Ultrafast Excited-State Dynamics of Diketopyrrolopyrrole (DPP)-Based Materials: Static versus Diffusion-Controlled Electron Transfer Process

Singlet-to-triplet intersystem crossing (ISC) and photoinduced electron transfer (PET) of platinum(II)-containing diketopyrrolopyrrole (DPP) oligomers in the presence and absence of tetracyanoethylene (TCNE), a strong electron acceptor, were investigated using femtosecond and nanosecond transient absorption spectroscopy with broadband capabilities. The effect of incorporating platinum(II) on the photophysical properties of DPP molecule was evaluated by comparing the excited-state dynamics of DPP with and without Pt metal centers. Steady-state measurements reveal that platinum(II) incorporation greatly facilitates interactions between DPP-Pt(acac) and TCNE, resulting in the formation of charge transfer (CT) complexes.
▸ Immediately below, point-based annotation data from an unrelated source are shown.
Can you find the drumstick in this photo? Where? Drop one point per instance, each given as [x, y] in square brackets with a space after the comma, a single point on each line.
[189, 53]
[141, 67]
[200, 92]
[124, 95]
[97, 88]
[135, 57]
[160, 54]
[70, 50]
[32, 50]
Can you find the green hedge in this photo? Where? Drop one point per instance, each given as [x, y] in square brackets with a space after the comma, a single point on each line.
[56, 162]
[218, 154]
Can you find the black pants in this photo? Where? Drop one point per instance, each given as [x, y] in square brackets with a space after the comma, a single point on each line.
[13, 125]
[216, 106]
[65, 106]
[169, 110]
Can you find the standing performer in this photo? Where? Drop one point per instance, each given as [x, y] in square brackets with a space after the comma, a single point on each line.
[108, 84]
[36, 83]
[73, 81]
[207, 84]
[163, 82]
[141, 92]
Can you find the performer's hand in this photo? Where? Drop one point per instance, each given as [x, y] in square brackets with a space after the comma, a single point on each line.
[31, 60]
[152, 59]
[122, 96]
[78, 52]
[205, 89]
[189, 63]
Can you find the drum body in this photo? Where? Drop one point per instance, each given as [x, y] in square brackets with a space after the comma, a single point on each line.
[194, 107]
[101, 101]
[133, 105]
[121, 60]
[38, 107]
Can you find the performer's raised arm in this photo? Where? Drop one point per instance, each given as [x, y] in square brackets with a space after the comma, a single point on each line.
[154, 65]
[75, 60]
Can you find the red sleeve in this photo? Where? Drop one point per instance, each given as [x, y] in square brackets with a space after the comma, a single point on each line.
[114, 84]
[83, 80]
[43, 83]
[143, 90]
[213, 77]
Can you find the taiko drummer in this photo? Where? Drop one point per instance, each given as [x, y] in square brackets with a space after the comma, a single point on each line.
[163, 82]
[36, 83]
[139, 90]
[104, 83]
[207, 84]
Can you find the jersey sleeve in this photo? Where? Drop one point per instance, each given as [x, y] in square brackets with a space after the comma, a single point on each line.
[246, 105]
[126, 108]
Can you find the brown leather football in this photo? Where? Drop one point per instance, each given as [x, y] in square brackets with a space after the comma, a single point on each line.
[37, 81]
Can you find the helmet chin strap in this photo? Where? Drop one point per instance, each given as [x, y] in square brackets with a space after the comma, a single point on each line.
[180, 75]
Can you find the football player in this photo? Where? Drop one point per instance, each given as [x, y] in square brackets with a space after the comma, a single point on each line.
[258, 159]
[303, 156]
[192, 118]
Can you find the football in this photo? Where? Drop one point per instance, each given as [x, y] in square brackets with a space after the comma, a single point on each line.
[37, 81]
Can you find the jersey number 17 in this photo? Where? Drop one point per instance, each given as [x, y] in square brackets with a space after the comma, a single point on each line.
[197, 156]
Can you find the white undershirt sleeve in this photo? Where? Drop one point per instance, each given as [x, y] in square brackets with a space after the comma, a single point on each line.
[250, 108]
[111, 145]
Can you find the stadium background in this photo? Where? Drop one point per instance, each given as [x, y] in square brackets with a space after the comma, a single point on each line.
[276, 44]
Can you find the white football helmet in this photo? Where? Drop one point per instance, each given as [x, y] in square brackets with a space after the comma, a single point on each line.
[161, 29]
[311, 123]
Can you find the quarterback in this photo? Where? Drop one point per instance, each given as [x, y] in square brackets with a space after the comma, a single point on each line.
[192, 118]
In the absence of TCNE, the transient absorption spectra revealed ultrafast ISC of DPP-Pt(acac) followed by a long-lived triplet state; however, in the presence of TCNE, PET from the excited DPP-Pt(acac) and from DPP to TCNE formed radical ion pairs. We measured an ultrafast PET from DPP-Pt(acac) to TCNE (i.e., a picosecond regime) that was much faster than that from DPP to TCNE (i.e., nanosecond time scale), which is a diffusion-controlled process. Our results provide clear evidence that the PET rate is eventually controlled by the platinum(II) incorporation.